L’AQUILA – In una giornata dal forte valore simbolico, il Presidente della Repubblica, Sergio Mattarella, ha dato il via ufficiale all’anno dell’Aquila come Capitale Italiana della Cultura 2026. La cerimonia solenne, tenutasi sabato 17 gennaio presso l’Auditorium della Scuola Ispettori e Sovrintendenti della Guardia di Finanza, ha visto la partecipazione delle più alte cariche istituzionali e ha acceso i riflettori non solo su una città, ma su un intero territorio che ha fatto della cultura il motore della propria resilienza e ricostruzione.

Il Discorso del Presidente: “Cultura è collante di civiltà e seme di pace”

Il cuore dell’evento è stato l’intenso e ispirato intervento del Capo dello Stato. “L’immenso valore della cultura risalta ancor di più in questo periodo storico che ci porta molteplici motivi di preoccupazione“, ha esordito Mattarella, facendo diretto riferimento alle tensioni globali. “Guerre, volontà di dominio sugli altri, strategie predatorie che pensavamo archiviate dal Novecento sono riapparse, con il loro carico di morte e devastazione“. In questo scenario, ha proseguito il Presidente, “la cultura è strumento principe di convivenza, di dialogo, di impegno di ricerca comune e dunque di pace“.

Mattarella ha definito la cultura come “motore e anche collante di civiltà“, un patrimonio che si arricchisce nello scambio e nel confronto. Investire in cultura, secondo il Presidente, significa “investire nella comunità, nello sviluppo della coscienza civile. Vuol dire investire in democrazia“. Citando Ovidio, illustre figlio di queste terre, ha ricordato che “una speranza, se si presta fede per una volta, dura per lungo tempo“, legando indissolubilmente il futuro della città alla sua capacità di generare e condividere valore culturale.

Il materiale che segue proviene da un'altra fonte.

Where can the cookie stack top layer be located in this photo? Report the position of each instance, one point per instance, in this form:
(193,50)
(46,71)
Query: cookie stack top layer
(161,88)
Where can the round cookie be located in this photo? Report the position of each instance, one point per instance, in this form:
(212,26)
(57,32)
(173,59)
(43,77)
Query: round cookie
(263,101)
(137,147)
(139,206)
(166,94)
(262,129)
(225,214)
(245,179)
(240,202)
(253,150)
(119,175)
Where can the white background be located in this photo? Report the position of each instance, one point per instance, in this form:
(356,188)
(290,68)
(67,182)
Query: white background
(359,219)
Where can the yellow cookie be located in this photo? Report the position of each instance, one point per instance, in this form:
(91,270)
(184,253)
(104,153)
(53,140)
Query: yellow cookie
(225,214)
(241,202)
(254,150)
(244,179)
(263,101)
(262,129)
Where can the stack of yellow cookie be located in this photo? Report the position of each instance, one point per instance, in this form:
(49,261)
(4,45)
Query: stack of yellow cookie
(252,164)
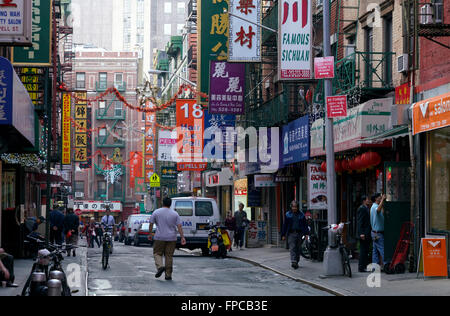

Il Presidente ha inoltre sottolineato il legame virtuoso tra cultura ed economia, evidenziato dalla presenza del Ministro dell’Economia Giancarlo Giorgetti, rimarcando i benefici che quest’ultima trae da un settore culturale vivo e dinamico.

L’Aquila “Città Multiverso”: Un Modello per le Aree Interne

Il riconoscimento dell’Aquila non è un traguardo solitario, ma il punto di partenza per un progetto diffuso che coinvolge l’intero Appennino. Il dossier di candidatura, intitolato “L’Aquila città multiverso“, propone un modello policentrico che abbraccia i comuni della provincia e i territori montani circostanti, in un dialogo che si estende anche alla città di Rieti.

Come ha sottolineato il Capo dello Stato, questa nomina rappresenta un’opportunità per tutte le aree interne, che “a pieno titolo rivendicano il proprio ruolo essenziale nello sviluppo del Paese“. L’Aquila diventa così un laboratorio di rigenerazione urbana e sociale, un esempio di come la cultura possa trasformarsi in un’infrastruttura permanente di sviluppo, partecipazione e coesione.

  • Molteplicità territoriale: Coinvolgimento attivo dei comuni della provincia e delle aree montane.
  • Molteplicità sociale: L’Aquila come riferimento per le aree interne d’Italia.
  • Un programma corale: Oltre 300 eventi in 300 giorni per raccontare la rinascita di un territorio.

Una Cerimonia Corale per un Anno di Rinascita

La cerimonia inaugurale, condotta dalla giornalista Francesca Fagnani e dall’imprenditore Paride Vitale, è stata un’opera corale che ha intrecciato narrazione e musica. Sul palco, oltre al Presidente Mattarella, sono intervenuti il Ministro della Cultura Alessandro Giuli, il Presidente della Regione Abruzzo Marco Marsilio e il Sindaco dell’Aquila Pierluigi Biondi. Tutti hanno concordato sul significato profondo di questo riconoscimento, meritato sigillo di una “comprovata rinascita dalle macerie” del terremoto del 2009 e “scommessa vinta da una comunità operosa“.

La direzione artistica del maestro Leonardo De Amicis ha orchestrato un racconto che ha toccato le corde della memoria, della ricostruzione e della visione futura, con la partecipazione di artisti come Simone Cristicchi, Gianluca Ginobile de Il Volo e Giorgio Pasotti. La giornata inaugurale non si è esaurita con la cerimonia istituzionale, ma è proseguita nel pomeriggio con eventi diffusi in tutto il centro storico, trasformando la città in un palcoscenico a cielo aperto.

L’anno da Capitale Italiana della Cultura si preannuncia per L’Aquila non come una semplice celebrazione, ma come un impegno condiviso, un’occasione di crescita e un potente messaggio di speranza per l’intera nazione.